Many rats don't like wheels and males even less often take to them. As others said, even though products are advertised as "rat balls" most rats don't enjoy them or even figure them out. So yes, he is fear pooping. 

What kind of food are you feeding him and how much? If you're free feeding him, that should stop. It's not very good for greedy little rats  Does he get veggies daily?

How often does he get out to run around? Rats need a minimum of an hour a day, but the more out time you can give him the better. You might also want to consider some healthy treats instead of store bought ones. A bite of banana or apple is sweet like treats, but a lot less calories. 

Do you know how much he weighs? Or can you post a picture of him next to something of a standard size (soda can or macaroni box) so we can see what you're talking about?
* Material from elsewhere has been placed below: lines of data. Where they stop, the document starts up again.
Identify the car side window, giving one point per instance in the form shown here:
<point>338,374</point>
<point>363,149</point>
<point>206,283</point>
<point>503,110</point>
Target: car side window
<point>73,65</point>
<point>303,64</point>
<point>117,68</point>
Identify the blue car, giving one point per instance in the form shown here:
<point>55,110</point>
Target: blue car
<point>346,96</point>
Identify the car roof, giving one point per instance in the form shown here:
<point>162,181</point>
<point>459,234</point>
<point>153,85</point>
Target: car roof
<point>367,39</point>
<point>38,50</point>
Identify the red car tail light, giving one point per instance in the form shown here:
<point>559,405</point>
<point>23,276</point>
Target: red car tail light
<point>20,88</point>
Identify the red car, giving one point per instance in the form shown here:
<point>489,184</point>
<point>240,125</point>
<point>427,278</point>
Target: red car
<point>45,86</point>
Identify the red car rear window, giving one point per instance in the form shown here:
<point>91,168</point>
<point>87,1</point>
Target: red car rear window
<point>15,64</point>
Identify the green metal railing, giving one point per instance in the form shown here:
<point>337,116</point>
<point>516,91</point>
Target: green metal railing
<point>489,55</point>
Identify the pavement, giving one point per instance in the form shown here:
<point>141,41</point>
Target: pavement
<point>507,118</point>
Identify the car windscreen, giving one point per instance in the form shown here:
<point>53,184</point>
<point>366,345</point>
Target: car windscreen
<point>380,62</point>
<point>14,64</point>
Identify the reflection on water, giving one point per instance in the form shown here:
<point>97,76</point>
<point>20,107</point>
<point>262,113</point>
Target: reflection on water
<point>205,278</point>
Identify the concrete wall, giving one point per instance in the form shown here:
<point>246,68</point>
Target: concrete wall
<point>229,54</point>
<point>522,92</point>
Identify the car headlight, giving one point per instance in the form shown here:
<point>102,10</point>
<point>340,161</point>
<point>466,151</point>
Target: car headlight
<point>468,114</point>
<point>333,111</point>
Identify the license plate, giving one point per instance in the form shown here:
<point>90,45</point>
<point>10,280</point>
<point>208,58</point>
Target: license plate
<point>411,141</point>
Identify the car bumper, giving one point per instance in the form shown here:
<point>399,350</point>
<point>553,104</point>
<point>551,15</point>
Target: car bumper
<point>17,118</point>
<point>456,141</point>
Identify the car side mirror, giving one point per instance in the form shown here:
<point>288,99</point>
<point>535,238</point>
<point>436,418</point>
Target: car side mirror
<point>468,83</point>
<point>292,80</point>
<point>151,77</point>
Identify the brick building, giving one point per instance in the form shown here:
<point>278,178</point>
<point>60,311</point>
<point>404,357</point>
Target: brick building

Also, I strongly second the getting him a friend option. He could be lethargic and overweight because he's depressed. Rats don't just like company, they NEED it.


----------



## AMJ087

Friends are a great way to get more exercise but also you should find games to play with him. My rats have all liked to chase things like ribbons and feathers. You could hide fruits and veggies for him to have to find. Give him new things all the time to investigate like boxes , tissue paper, etc...


----------



## lilspaz68

the actual diet he is receiving can also be part of the lethargy...can I ask what you are feeding him?

Some rats are just built stockier than others, and especially boys


----------



## NatGood

He gets plenty of free-range time, at least 2 hours a day. He loves to explore. He doesn't seem to be particularly depressed or lethargic, but I have heard rats should be in pairs (though the lady at the pet store told me otherwise when I got him) and am planning to get him a friend. I'd like to adopt a rat closer to his age, I think he'd like that more than a baby. I feed him rat food every other day, and give him little treats like apples, grapes, and lettuce.

I have tried to get him to play with string and things like that; he's usually been pretty uninterested. He prefers activities such as chewing the couch, but we're working on that. He does like to "wrestle" (I scratch him on the back and he flips over to wrestle with my hand), so i do that with him frequently. Any other game suggestions?


----------



## catsandscales

Babies are easier to introduce to older males because they don't pose a threat... and babies have much more energy, which equals more exercise for your big squish. 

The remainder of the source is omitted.